In school there are some clubs and students are eager to do various activities. For example, there is a symphonic band in the school. It has about 50 members. It got gold prizes 13 times continuously in Kagoshima prefectural contest. In 2010, saxophone four players got gold prize in an ensemble contest in Kagoshima.

==Buddhism in Kawanabe==
In the middle of the Kamakura period, family Buddhist altars became popular. They are called 仏壇 (butsudan) in Japanese. Early in the nineteenth century, these Buddhist altars the industry of making these altars started and became popular later. Today, it has become the base of Kawanabe Buddhist altar industry. Now there are many shops which sell Kawanabe Buddhist altars in Kawanabe.

==Timeline==
- April 1, 1889 - Due to the municipal status enforcement, the villages of Kaseda, Nishikaseda, Higashikaseda, Higashinanpo, Nishinanpo, Katsume and Kawanabe were formed in Kawanabe District. (7 villages)
- March 29, 1896 - The villages of Chiran (from Kiire District) was moved to Kawanabe District. (8 villages)
- January 1, 1923 - The village of Nishikaseda was renamed to the village of Kasasa.
- July 1, 1923 - The village of Higashinanpo(?) was elevated to town status and renamed to become the town of Makurazaki. (1 town, 7 villages)
- October 13, 1923 - The village of Kawanabe was elevated to town status to become the town of Kawanabe. (2 towns, 6 villages)
- January 1, 1924 - The village of Kaseda was elevated to town status to become the town of Kaseda.(3 towns, 5 villages)
- January 1, 1925 - The village of Higashikaseda was elevated to town status and renamed to become the town of Bansei. (4 towns, 4 villages)
- April 1, 1932 - The village of Chiran was elevated to town status to become the town of Chiran. (5 towns, 3 villages)
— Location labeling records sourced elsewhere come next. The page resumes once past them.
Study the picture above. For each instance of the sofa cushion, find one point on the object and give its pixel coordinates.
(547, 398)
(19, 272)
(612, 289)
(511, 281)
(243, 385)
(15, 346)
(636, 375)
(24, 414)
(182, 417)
- October 10, 1940 - The village of Kasasa was elevated to town status to become the town of Kasasa. (6 towns, 2 villages)
- September 1, 1949 - The town of Makurazaki was elevated to city status to become the city of Makurazaki. (5 towns, 2 villages)
- April 1, 1951 - The village of Ōura was broken off from the town of Kasasa. (5 towns, 3 villages)
- October 15, 1953 - The village of Nishinanpo(?) was renamed to the village of Bonotsu.
- July 15, 1954 - The towns of Kaseda and Bansei were merged to create the city of Kaseda. (3 towns, 3 villages)
- November 1, 1955 - The village of Bonotsu was elevated to town status to become the town of Bonotsu.(4 towns, 2 villages)
- September 1, 1956 - The town of Kawanabe, and the village of Katsume were merged to create the town of Kawanabe. (4 towns, 1 village)
- November 1, 1961 - The village of Ōura was elevated to town status to become the town of Ōura.(5 towns)
- November 7, 2005 - The towns of Bonotsu, Kasasa and Ōura, along with the city of Kaseda, and the town of Kinpō (from Hioki District) were merged to create the city of Minamisatsuma. (2 towns)
- December 1, 2007 - The towns of Chiran and Kawanabe, along with the town of Ei (from Ibusuki District), were merged to create the city of Minamikyūshū. Kawanabe District was dissolved as a result of this merger.